What can I do to get a better mark in translation?

Translation is a tricky business, endlessly requiring perfection and fine-tuning. However, in the confines of an exam translations sit between two extremes: literal, word-for-word translation which is more stilted; and more fluent translation in better English which is less tied down to the literal meaning of the text. Getting a good mark in an exam is about balancing your translation between these two extremes.

The first step is always to make sure you are confident with the grammar and vocabulary of the sentence. Before writing anything down, identify and parse every word and its position in the grammatical structure in the sentence. The result of this should be an accurate, literal translation. This will get you a good mark, but not a top one.

Then take a step back and look at the context of the sentence. Ask yourself: what is the passage about? Where is the passage leading? What is the tone of the passage? Try to find English language that mirrors the tone but also sounds better in English. This can also be done for the structure of the passage.
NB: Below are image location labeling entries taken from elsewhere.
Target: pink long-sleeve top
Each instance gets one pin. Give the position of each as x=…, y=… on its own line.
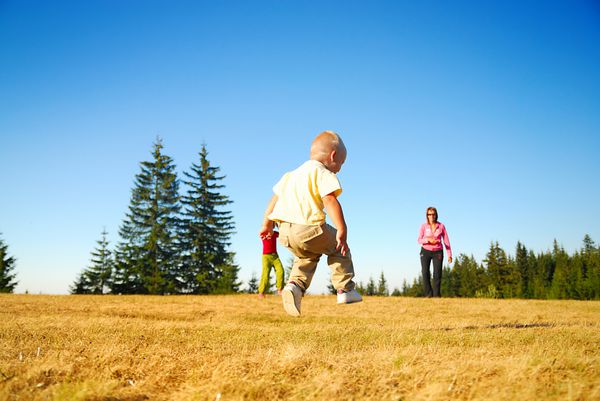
x=425, y=235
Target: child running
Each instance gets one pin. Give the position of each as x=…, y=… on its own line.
x=297, y=207
x=270, y=259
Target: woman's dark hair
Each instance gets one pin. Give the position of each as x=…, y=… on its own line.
x=433, y=210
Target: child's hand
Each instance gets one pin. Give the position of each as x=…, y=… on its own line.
x=266, y=231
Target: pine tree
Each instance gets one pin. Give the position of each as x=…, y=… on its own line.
x=207, y=265
x=148, y=256
x=559, y=287
x=371, y=287
x=525, y=271
x=95, y=279
x=382, y=288
x=252, y=284
x=7, y=265
x=499, y=270
x=81, y=285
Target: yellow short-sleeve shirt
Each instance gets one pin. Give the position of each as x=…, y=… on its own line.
x=300, y=192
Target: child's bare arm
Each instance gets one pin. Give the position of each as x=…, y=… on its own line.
x=266, y=229
x=334, y=209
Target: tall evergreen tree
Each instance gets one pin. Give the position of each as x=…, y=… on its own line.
x=7, y=265
x=206, y=229
x=499, y=270
x=382, y=287
x=148, y=255
x=95, y=279
x=525, y=271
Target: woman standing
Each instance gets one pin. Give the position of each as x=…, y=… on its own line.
x=430, y=237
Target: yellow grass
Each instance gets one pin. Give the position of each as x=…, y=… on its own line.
x=108, y=348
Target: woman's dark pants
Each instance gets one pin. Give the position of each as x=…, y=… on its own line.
x=426, y=258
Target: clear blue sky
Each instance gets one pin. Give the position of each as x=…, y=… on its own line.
x=489, y=111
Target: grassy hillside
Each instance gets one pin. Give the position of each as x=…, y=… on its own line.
x=241, y=348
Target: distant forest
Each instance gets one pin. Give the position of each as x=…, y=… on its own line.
x=553, y=274
x=178, y=243
x=170, y=242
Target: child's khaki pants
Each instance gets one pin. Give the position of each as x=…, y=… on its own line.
x=308, y=243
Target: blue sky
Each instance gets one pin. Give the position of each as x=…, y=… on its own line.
x=489, y=111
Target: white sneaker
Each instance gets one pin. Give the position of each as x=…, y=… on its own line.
x=292, y=297
x=349, y=297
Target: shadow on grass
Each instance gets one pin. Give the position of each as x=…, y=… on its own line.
x=502, y=326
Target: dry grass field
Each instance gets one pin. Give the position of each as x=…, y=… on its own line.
x=238, y=347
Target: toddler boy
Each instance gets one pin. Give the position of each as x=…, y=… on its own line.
x=297, y=206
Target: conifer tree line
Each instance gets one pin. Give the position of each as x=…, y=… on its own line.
x=7, y=265
x=553, y=274
x=170, y=241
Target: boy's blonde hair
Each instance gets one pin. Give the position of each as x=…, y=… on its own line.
x=324, y=144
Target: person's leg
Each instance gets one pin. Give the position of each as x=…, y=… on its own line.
x=278, y=273
x=341, y=266
x=425, y=262
x=437, y=259
x=293, y=237
x=264, y=277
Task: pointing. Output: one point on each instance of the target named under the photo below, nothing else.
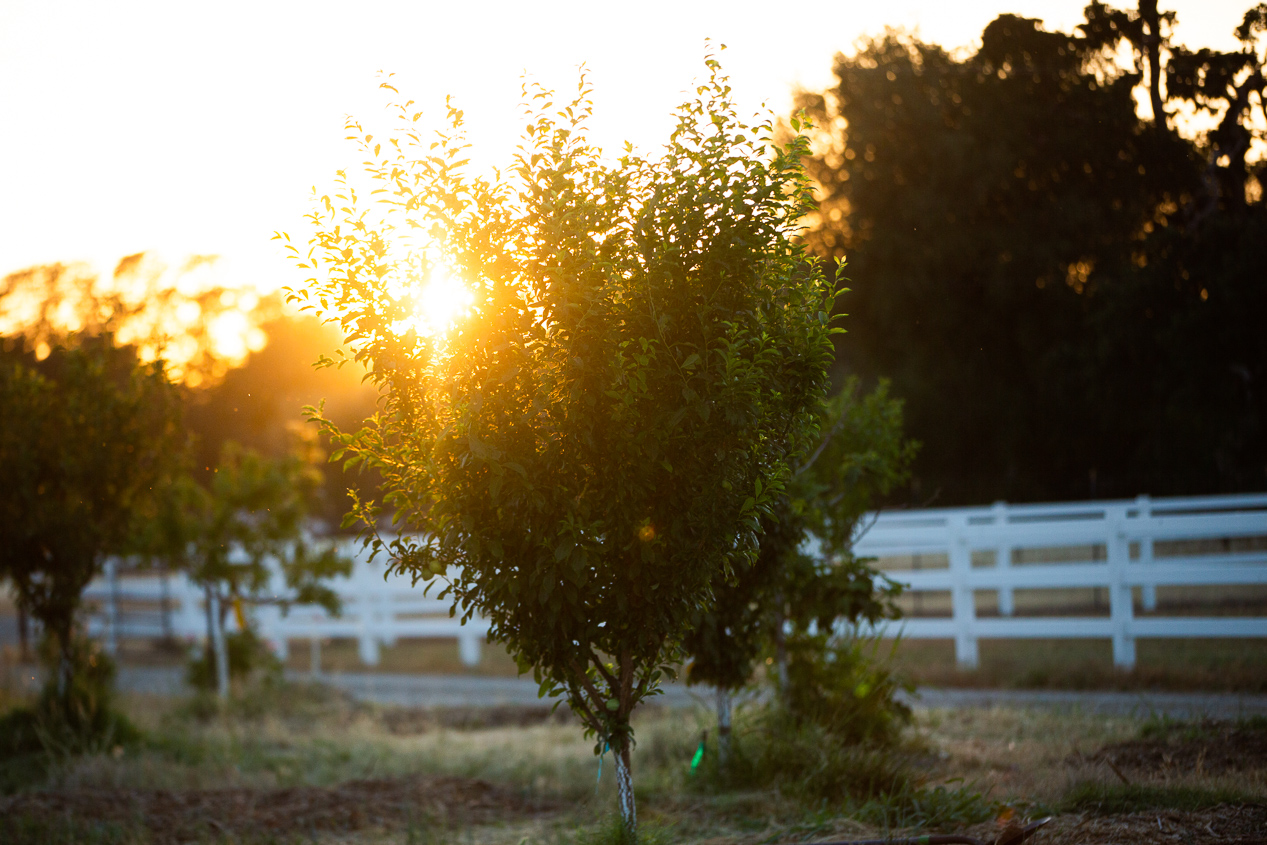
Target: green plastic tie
(607, 748)
(700, 755)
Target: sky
(200, 128)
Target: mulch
(179, 816)
(1243, 825)
(1211, 748)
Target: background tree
(1026, 252)
(88, 435)
(237, 535)
(860, 456)
(593, 447)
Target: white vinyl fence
(374, 612)
(1123, 546)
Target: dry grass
(342, 772)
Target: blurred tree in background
(243, 539)
(89, 436)
(859, 457)
(243, 366)
(1067, 295)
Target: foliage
(178, 314)
(86, 436)
(835, 735)
(243, 537)
(592, 450)
(250, 516)
(81, 721)
(859, 457)
(84, 718)
(845, 687)
(1040, 271)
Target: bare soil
(1210, 748)
(179, 816)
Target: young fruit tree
(587, 450)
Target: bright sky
(200, 128)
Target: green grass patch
(1115, 798)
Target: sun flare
(439, 304)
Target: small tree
(859, 456)
(86, 436)
(231, 533)
(592, 450)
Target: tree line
(1067, 295)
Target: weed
(66, 830)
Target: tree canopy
(592, 450)
(88, 436)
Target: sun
(439, 304)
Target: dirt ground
(1031, 762)
(179, 816)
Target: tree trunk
(781, 654)
(218, 646)
(625, 792)
(65, 669)
(1153, 50)
(722, 727)
(23, 634)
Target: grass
(1116, 798)
(968, 767)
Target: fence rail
(1124, 546)
(375, 611)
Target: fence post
(1120, 602)
(112, 606)
(1004, 560)
(368, 641)
(468, 648)
(962, 601)
(1148, 592)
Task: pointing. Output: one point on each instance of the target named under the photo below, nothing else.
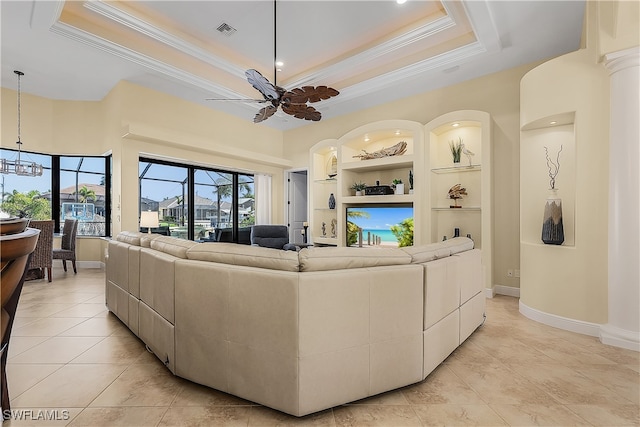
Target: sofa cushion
(333, 258)
(252, 256)
(172, 245)
(426, 253)
(459, 244)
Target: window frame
(55, 186)
(191, 184)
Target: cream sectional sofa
(296, 331)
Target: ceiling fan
(293, 102)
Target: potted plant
(410, 181)
(359, 187)
(456, 150)
(398, 186)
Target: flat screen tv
(379, 225)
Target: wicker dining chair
(67, 251)
(42, 257)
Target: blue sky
(381, 218)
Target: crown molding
(176, 73)
(113, 13)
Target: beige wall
(166, 127)
(570, 280)
(497, 94)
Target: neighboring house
(205, 210)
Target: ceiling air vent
(226, 29)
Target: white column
(623, 328)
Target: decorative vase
(552, 229)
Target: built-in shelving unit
(323, 183)
(352, 168)
(472, 172)
(428, 156)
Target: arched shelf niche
(474, 215)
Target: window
(82, 194)
(26, 196)
(71, 187)
(222, 200)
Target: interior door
(297, 205)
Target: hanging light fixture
(16, 166)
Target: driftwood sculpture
(396, 150)
(456, 192)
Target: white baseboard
(507, 290)
(617, 337)
(572, 325)
(89, 264)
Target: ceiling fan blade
(238, 99)
(264, 113)
(304, 94)
(302, 111)
(263, 85)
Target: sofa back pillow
(433, 251)
(459, 244)
(334, 258)
(172, 245)
(252, 256)
(130, 237)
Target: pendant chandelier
(17, 166)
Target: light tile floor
(70, 358)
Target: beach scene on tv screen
(380, 225)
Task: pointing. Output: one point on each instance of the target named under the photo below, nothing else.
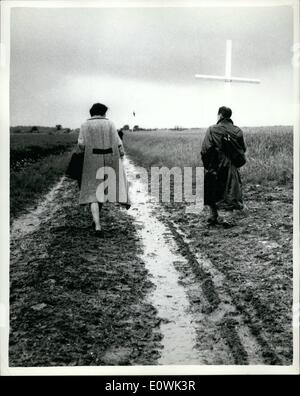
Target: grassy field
(269, 151)
(255, 256)
(36, 163)
(27, 148)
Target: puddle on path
(169, 296)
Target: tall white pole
(228, 62)
(228, 59)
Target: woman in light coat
(103, 174)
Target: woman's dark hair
(98, 109)
(225, 112)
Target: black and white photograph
(149, 187)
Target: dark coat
(222, 181)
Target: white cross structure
(228, 77)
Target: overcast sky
(144, 60)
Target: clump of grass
(28, 147)
(28, 184)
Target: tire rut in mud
(246, 342)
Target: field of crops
(255, 256)
(269, 151)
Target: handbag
(75, 166)
(233, 150)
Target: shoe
(99, 233)
(228, 224)
(212, 220)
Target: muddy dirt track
(160, 288)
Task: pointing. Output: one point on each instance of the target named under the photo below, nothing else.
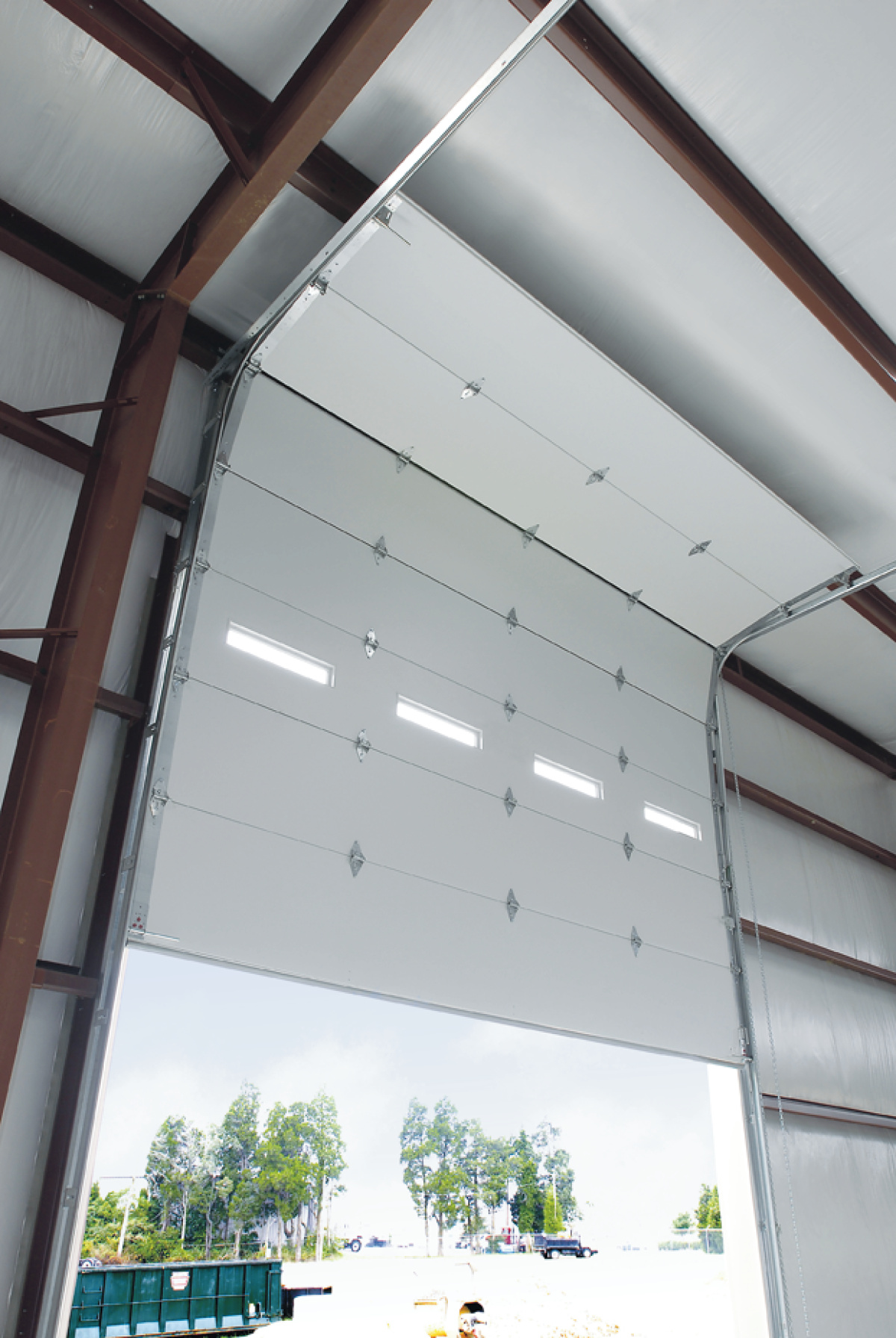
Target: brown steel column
(60, 704)
(60, 1138)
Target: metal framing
(757, 684)
(821, 954)
(264, 148)
(595, 51)
(806, 818)
(752, 1095)
(94, 985)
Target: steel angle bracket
(358, 859)
(158, 799)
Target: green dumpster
(125, 1301)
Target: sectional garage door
(479, 882)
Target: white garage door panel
(816, 889)
(356, 368)
(308, 456)
(316, 567)
(248, 861)
(253, 765)
(835, 1030)
(470, 650)
(300, 913)
(441, 299)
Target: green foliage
(454, 1172)
(708, 1211)
(208, 1191)
(553, 1214)
(326, 1152)
(284, 1177)
(527, 1204)
(105, 1216)
(706, 1221)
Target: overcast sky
(637, 1125)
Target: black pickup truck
(549, 1246)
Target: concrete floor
(646, 1294)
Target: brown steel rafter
(67, 450)
(608, 64)
(63, 694)
(63, 691)
(234, 110)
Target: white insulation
(825, 1033)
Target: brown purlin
(796, 814)
(603, 59)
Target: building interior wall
(825, 1033)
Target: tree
(471, 1163)
(326, 1152)
(709, 1219)
(495, 1175)
(416, 1155)
(284, 1166)
(238, 1152)
(553, 1216)
(105, 1216)
(556, 1174)
(447, 1177)
(172, 1167)
(708, 1211)
(211, 1186)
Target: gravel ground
(645, 1294)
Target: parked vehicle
(175, 1298)
(549, 1246)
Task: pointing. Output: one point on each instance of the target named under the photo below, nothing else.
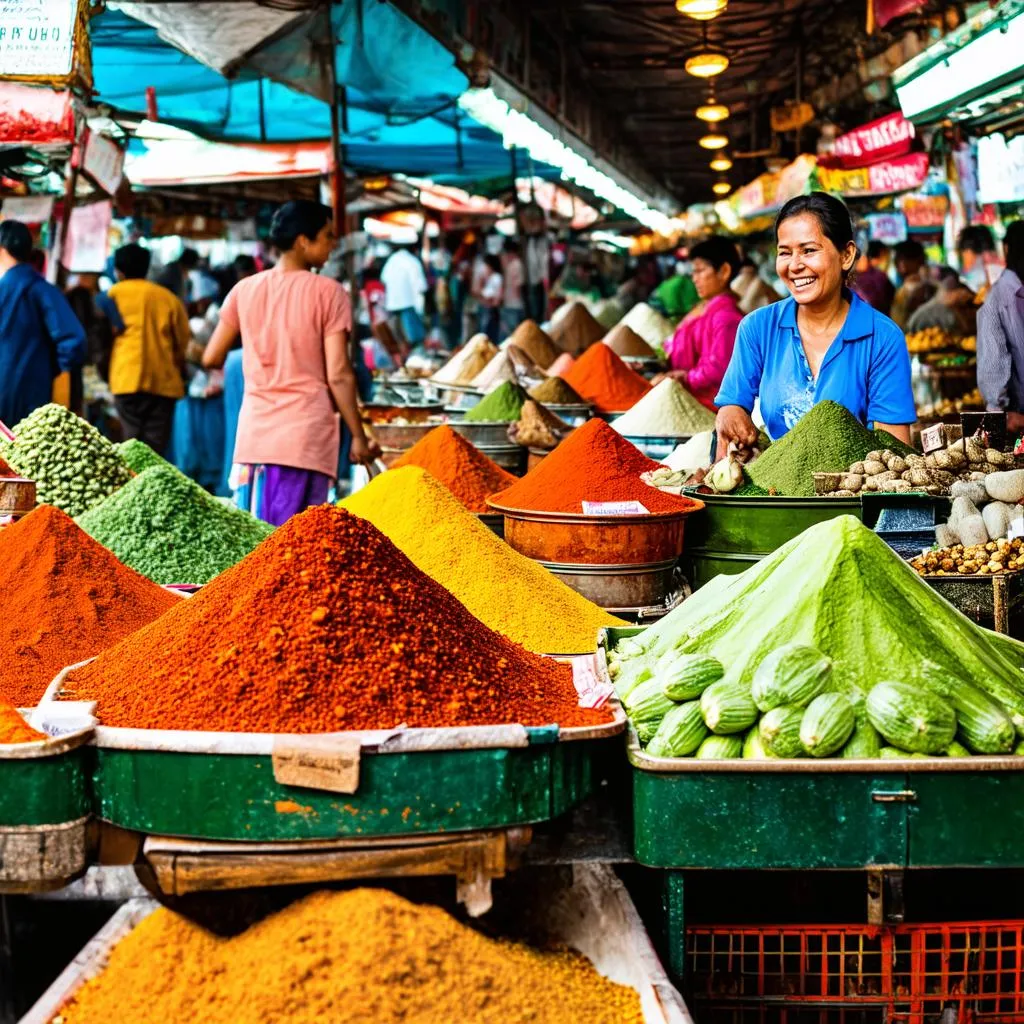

For example, Latin and Greek’s tendency towards longer sentences can lead to awkwardly long sentences in a literal English translation – look for breakpoints where you can cut the longer sentence into several sentences in English.

One caveat to a free-flowing translation is that it must continue to demonstrate that you have understood every word and grammatical structure in the passage: you cannot go so far off-piste that you change the meaning of the original. As ever, practice makes perfect – the final tip is to do as much translation on as many different types of passage as you can. Good luck!